M. et Mme Philippe X...ont fait appel de cette décision le 22 mai 2015 et Mme Z...en a fait appel le 26 août 2015. Les deux procédures ont été jointes le 4 mars 2016 sous le numéro de rôle 15/ 1307.
Par ordonnance du 20 mai 2016, le conseiller de la mise en état a déclaré l'appel de Mme Z...recevable, a dit irrecevables les écritures de M. A...et Mme B...en leurs demandes dirigées contre M. et Mme Philippe X...et a dit que les dépens de l'incident suivront le sort de la procédure au fond.
Aux termes de leurs conclusions du 5 décembre 2016, M. et Mme Philippe X...demandent à la cour, au visa des articles 738-2, 549, 951, 555, 1351 et 2224 du code civil, d'infirmer le jugement en ce qu'il dit inopposables à Mme Z..., d'une part, le droit de retour conventionnel figurant dans l'acte du 21 juin 1993 et, d'autre part, s'agissant de la parcelle ZB no61, l'acte du 9 mars 2011 constatant le retour conventionnel sur les deux parcelles, en ce qu'il ordonne au profit de Mme Z...la délivrance du legs sur la parcelle ZB no 61 et en ce qu'il condamne M. et Mme Philippe X...aux dépens.

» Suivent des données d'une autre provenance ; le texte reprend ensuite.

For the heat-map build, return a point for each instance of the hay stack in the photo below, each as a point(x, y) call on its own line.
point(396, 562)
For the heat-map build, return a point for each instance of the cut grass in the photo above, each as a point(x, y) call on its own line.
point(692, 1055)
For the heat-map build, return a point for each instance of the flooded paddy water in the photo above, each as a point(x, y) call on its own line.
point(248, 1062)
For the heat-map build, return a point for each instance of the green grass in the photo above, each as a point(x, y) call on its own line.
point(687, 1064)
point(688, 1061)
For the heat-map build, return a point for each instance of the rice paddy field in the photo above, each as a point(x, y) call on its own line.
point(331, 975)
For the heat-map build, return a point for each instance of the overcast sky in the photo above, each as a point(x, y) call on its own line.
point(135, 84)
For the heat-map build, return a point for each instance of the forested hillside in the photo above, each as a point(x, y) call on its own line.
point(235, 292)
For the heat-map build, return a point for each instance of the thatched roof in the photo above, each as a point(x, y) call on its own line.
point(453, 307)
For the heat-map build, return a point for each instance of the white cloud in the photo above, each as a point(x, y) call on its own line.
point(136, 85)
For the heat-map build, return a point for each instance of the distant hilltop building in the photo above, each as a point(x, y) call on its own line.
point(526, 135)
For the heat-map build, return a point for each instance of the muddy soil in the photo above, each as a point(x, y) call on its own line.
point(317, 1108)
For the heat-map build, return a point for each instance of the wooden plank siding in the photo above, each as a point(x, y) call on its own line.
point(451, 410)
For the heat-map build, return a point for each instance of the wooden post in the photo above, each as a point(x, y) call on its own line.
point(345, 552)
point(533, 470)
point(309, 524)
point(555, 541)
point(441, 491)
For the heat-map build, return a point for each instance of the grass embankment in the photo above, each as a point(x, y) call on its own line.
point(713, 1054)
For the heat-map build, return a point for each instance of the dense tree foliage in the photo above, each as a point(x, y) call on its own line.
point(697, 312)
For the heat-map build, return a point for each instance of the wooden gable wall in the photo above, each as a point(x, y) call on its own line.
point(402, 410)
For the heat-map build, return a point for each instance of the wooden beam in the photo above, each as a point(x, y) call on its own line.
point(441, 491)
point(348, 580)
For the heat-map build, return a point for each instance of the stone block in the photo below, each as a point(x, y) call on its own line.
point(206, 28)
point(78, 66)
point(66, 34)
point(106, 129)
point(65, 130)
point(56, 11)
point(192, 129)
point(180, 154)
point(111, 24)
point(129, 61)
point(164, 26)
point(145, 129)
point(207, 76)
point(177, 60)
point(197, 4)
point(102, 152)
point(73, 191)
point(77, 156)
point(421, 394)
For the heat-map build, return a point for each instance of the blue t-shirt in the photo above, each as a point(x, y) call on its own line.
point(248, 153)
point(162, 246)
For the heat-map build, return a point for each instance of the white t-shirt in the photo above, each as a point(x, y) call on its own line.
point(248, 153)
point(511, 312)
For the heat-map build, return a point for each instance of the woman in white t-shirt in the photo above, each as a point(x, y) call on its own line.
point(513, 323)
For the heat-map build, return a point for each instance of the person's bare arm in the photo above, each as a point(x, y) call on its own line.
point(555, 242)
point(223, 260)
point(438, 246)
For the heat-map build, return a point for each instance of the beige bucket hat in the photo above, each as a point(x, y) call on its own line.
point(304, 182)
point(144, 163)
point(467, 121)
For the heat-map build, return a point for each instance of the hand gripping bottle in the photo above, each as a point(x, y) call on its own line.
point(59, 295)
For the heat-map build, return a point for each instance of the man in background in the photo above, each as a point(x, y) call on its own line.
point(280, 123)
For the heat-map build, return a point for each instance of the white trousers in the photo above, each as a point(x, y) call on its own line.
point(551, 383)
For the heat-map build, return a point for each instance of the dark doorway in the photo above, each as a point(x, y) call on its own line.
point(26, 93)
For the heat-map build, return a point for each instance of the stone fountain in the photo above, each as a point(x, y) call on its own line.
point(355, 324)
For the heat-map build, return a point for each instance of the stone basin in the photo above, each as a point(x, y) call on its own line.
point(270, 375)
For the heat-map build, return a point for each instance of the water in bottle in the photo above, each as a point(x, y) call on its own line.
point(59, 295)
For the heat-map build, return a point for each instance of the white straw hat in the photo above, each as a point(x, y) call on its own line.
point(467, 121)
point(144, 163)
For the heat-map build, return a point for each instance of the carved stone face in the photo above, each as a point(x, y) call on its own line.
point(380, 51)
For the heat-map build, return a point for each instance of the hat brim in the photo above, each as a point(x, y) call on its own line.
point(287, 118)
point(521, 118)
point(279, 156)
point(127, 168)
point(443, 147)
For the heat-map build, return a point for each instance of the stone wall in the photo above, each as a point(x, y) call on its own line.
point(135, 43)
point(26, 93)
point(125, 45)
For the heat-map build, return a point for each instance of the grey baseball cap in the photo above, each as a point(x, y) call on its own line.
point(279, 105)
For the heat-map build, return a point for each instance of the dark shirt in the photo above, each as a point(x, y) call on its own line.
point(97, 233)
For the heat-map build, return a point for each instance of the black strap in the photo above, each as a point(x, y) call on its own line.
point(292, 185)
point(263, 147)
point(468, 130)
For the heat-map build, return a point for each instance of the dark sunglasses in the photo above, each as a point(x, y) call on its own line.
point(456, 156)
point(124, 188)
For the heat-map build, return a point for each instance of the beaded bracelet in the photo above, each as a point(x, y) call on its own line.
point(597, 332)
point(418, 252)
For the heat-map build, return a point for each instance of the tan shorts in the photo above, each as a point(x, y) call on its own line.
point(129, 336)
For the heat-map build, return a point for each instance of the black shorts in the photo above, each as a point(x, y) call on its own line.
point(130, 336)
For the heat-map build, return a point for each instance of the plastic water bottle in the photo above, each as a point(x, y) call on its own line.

Ils veulent voir dire irrecevables et rejeter toutes les demandes de Mme Z...à leur encontre, qu'elle soit condamnée aux dépens et au paiement d'une somme de 2 000 euros à chacun d'eux au titre des frais irrépétibles.

Ils font valoir notamment qu'ils bénéficient d'un droit de retour légal, opposable à Mme Z..., et que le legs fait par testament du 15 juin 2005 était un avantage matrimonial révoqué de plein droit par le divorce.

Selon écritures du 30 novembre 2016, Mme Z...conclut au débouté de l'appel de M. et Mme Philippe X...et forme appel incident.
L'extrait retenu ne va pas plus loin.